Jimmy quietly asks if Richard is up for a job tonight and when he doesn’t answer, he asks if there’s a problem. “Would you fight for me?” Richard asks. A moment and then, “Of course I would. Right down to the last bullet.” Jimmy’s hand is in Richard’s hair and it’s the kind of intimacy Richard never gets from anyone. He nods and says, “Then let’s go to work.” Jimmy’s so delicate with him in this scene; it’s really lovely.

Back in Eli’s garage, things are far less delicate. It’s clear he’s been drinking all night. His drains the last of the bottle, grabs his coat, and walks out.

Mr. Parkhurst, the Sioux-killing, nearly dead, old white man from earlier is in his study examining the beadwork of a Sioux breechcloth. He tells his servant he’s wanted one for years and speaks of the foolish “savages” and their beliefs. He does, however, admire their fine beadwork. His servant asks if he wants his cocoa in his study or upstairs. Then after he leaves, Parkhurst hears something and thinks it’s his servant coming back. It’s not. It’s Jimmy and Richard, and they’re here to teach him a lesson in respect. And then Jimmy holds him while Richard scalps him. (This is the second time I look away for the screen. This time I wish for the naked ladies and drinking and laughing of last week.)

Margaret wakes in the night thinking she’s heard screaming. She encounters Kitty in the hallway and after a brief chat sends her back to bed. Kitty enters her room and we see a naked Owen on her bed. Margaret did hear a scream — Kitty’s scream. Kitty removes her robe and goes back to bed with him saying, “Please. Don’t get me into trouble.” I’m thinking she doesn’t just mean the trouble of getting caught in the act, but also the trouble of getting caught nine months later.
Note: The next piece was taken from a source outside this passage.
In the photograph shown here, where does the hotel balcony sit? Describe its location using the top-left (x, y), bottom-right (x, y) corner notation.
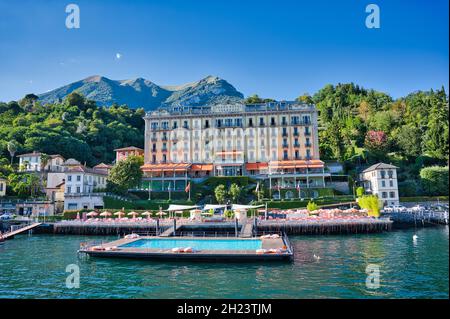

Eli returns to his garage with one of his officers to help him with the wrapped up body of George. He tells him it’s Mary Pickford and the officer is dumb enough that while not really believing it, he doesn’t necessarily not believe it either. Good choice, Eli.

At Nucky’s office, he’s in the side room drinking tea and working. Chip comes in asking for “cold Champagne, ice water, and oysters” while Henry’s in the background getting a blowjob from one whore (complete with his hand on her back to direct her speed) while fondling another. The party is going strong. Nucky’s disgusted and tells Chip to shut the door.

 

In the middle of nowhere Eli digs a grave by the headlights of his car and rolls George into it. The episode closes to him shoveling dirt to fill in the hole. It’s the beginning of a long tradition in Jersey (no offense intended, some of my favorite people live in New Jersey).

Next week: Less violence perhaps? Oh wait… Horvstein the butcher will be back along with his knives, so probably not. But there does seem to be a hot kiss between Jimmy and Angela.

Please like & share:
  • Geeka

    Yep. I, too, couldn’t watch those two scenes. I covered my eyes.

    My heart still breaks for Richard. Good grief. Get him a girl.

    Jimmy and his mom creep me out sometimes.

    And, I think Nucky and Eli’s fight was awesome.

    • Sally R

      Richard needs someone so much. But he needs someone to be careful with his heart. I want him to get some love from Jimmy and Angela. ;-) But I would settle for him just having a good friend. Poor guy.

      The Nucky/Eli fight was brilliant. I was wide-eyed and cracking up and then maybe had a fist-pump for Margaret with her shotgun. It was absolutely perfect and so perfectly in character.